China's yuan climbed as high as 8.1030 and finally closed at
8.1032 to the US dollar on Tuesday, recording a post-revaluation
high for the fourth straight session as dealers gained confidence
that the central bank would allow small gains, Reuters
reported.
The previous day's closing rate was 8.1046 yuan to the
dollar.
Dealers said the dollar's weakness against the euro and the yen
was the primary reason for the yuan's rise on Tuesday.
The People's Bank of
China, China's central bank, has been giving the currency room
to rise by small increments. Dealers said this has given the market
some confidence that Beijing would not step in to curtail a gradual
appreciation of the currency, which was revalued on July 21.
"Although very tiny, gains over past days have amounted to a
further appreciation, indicating the central bank is giving the
market larger leeway to trade the yuan," according to the Reuters
report quoting a dealer from a foreign bank..
"And that will benefit China a lot; relieving international
pressure for further revaluations and preparing its banks and
companies for the impact of an increasingly flexible forex regime,"
the report said.
But others remain wary of pushing the currency too far too
fast.
"The yuan's strength today was more or less in line with the
dollar's weakening on global markets," said a Shanghai-based dealer
at Bank
of China, the country's top foreign exchange bank.

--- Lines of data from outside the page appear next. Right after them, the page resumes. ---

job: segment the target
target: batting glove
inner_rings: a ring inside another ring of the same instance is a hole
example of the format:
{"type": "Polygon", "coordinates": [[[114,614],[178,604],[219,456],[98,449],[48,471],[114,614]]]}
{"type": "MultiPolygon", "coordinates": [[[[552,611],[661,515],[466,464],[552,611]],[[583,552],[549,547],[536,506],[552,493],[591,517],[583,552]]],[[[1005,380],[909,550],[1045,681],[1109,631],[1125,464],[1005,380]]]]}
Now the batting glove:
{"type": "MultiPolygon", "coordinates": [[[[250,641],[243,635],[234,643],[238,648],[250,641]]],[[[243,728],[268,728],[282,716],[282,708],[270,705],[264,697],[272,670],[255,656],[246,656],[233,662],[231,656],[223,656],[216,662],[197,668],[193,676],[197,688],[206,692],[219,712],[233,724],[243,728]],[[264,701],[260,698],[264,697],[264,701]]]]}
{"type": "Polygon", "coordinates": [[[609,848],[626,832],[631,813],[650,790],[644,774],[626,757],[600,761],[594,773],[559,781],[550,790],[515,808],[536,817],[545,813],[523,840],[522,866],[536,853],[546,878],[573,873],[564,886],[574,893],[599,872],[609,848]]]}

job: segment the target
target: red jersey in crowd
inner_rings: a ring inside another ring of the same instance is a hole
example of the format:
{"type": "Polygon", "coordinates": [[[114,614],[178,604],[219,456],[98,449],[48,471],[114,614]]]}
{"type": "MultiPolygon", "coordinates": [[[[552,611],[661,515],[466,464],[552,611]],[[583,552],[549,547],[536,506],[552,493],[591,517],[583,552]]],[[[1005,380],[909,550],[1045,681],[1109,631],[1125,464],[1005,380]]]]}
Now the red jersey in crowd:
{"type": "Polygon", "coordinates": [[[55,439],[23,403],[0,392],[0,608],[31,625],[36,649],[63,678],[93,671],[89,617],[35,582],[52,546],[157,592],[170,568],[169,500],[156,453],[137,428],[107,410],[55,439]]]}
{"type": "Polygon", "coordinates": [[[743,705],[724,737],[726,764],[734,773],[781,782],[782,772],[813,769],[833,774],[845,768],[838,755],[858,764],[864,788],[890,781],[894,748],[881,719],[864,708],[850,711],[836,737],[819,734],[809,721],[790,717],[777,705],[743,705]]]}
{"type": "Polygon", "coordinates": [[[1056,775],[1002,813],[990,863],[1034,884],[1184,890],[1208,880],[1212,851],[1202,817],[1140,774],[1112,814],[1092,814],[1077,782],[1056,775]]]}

Although China's central bank says the yuan is tracking a basket
of currencies, most dealers think that basket is mostly full of
dollars, according to the report.
"We believe the dollar still accounts for the lion's share in a
package of currencies the yuan is now linked to, so the domestic
market is mainly following dollar movements," said a dealer at a
foreign bank.
The initial revaluation to 8.11 per dollar from a long-standing
trading mid-point of 8.2780 amounted to a 2.07 percent increase in
value. After more than a week of micro moves, mostly upward, the
gain has been extended to 2.16 percent.
The daily range remains narrow because traders fear that buying
the yuan at high prices might prompt official selling that would
drive the thinly traded currency lower again, Reuters reported.